A Usiminas pode religar o alto-forno número 1, da unidade de Ipatinga, no próximo ano. O presidente da companhia, Sérgio Leite, informou que a proposta está em análise e será encaminhada para deliberação do Conselho de Administração. Já os dois altos-fornos de Cubatão, em São Paulo, não devem voltar a operar tão cedo.

“Já estamos discutindo intensamente esse assunto”, afirmou quando questionado sobre a retomada em Ipatinga. “O alto-forno demanda um certo tempo, então, as previsões são as de que, uma vez aprovada pelo conselho, retomar em 2018, só em Ipatinga. Em Cubatão, não temos previsão de retomada. Não antes de três a cinco anos”, completou.

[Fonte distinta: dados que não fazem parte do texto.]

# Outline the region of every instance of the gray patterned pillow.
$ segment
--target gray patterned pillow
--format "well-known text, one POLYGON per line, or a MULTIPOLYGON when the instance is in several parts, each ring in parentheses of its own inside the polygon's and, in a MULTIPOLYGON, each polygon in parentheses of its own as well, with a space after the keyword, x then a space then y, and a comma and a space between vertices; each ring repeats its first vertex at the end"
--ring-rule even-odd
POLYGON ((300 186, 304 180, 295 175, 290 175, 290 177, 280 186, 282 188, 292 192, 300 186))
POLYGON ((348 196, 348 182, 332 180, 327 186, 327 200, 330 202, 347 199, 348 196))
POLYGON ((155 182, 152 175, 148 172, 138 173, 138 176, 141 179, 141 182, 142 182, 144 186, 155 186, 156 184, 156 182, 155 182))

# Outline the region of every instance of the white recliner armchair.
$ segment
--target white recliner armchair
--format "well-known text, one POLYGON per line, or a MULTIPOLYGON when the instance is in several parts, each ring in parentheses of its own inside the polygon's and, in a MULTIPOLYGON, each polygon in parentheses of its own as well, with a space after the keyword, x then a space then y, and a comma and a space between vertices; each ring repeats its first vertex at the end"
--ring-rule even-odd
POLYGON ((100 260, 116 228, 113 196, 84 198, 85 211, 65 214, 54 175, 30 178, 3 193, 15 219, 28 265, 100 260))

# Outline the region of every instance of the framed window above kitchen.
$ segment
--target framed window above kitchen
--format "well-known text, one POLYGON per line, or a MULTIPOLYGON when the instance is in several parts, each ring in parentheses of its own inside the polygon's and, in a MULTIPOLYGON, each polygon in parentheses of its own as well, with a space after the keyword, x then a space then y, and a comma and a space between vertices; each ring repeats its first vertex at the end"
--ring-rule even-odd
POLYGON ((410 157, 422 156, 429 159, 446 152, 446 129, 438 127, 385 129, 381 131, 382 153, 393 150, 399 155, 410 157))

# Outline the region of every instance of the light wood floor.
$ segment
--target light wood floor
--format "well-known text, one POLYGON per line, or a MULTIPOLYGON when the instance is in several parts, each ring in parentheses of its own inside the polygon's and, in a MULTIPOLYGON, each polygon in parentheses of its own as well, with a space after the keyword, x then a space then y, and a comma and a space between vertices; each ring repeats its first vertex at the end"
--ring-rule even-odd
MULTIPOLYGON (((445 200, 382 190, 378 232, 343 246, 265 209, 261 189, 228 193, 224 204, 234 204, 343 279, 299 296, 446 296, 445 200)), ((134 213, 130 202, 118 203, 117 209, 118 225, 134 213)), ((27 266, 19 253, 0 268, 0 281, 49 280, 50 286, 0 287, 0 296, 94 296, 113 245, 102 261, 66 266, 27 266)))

Os altos- fornos da Usiminas foram desligados em meados de 2015 quando houve uma retração anual de cerca de 6% no consumo de aço no país. A medida ocasionou a redução de cerca de 120 mil toneladas de ferro-gusa por mês e demissões. Conforme explicou Leite, em caso de retomada em Ipatinga, deve haver contratação de pessoal.

O anúncio vem no momento em que a Usiminas comemora o primeiro resultado positivo em quase um ano. O primeiro trimestre fechou com lucro líquido atribuível aos acionistas de R$ 88,9 milhões, ante prejuízo de R$152,8 milhões no ano anterior. Nos três primeiros meses deste ano, o lucro consolidado foi de R$ 108,3 milhões.

O presidente da companhia credita o resultado a medidas de contenção de custos e ao reaquecimento, mesmo que tímido, do mercado. “Para gerar resultado tem que reduzir custos e aumentar a receita. Fizemos redução da estrutura gerencial em 20%, reduzimos o número da força em 20%, fizemos uma redução de custo nos processos e redução das atividades que envolveu terceiros”, afirmou.

Quanto à receita, Leite informou que os três setores que são clientes da companhia (automotivo, distribuição e indústria) apresentaram aumento na demanda. “O preço médio dos produtos Usiminas foi cerca de 10% superior ao quarto trimestre ano passado”.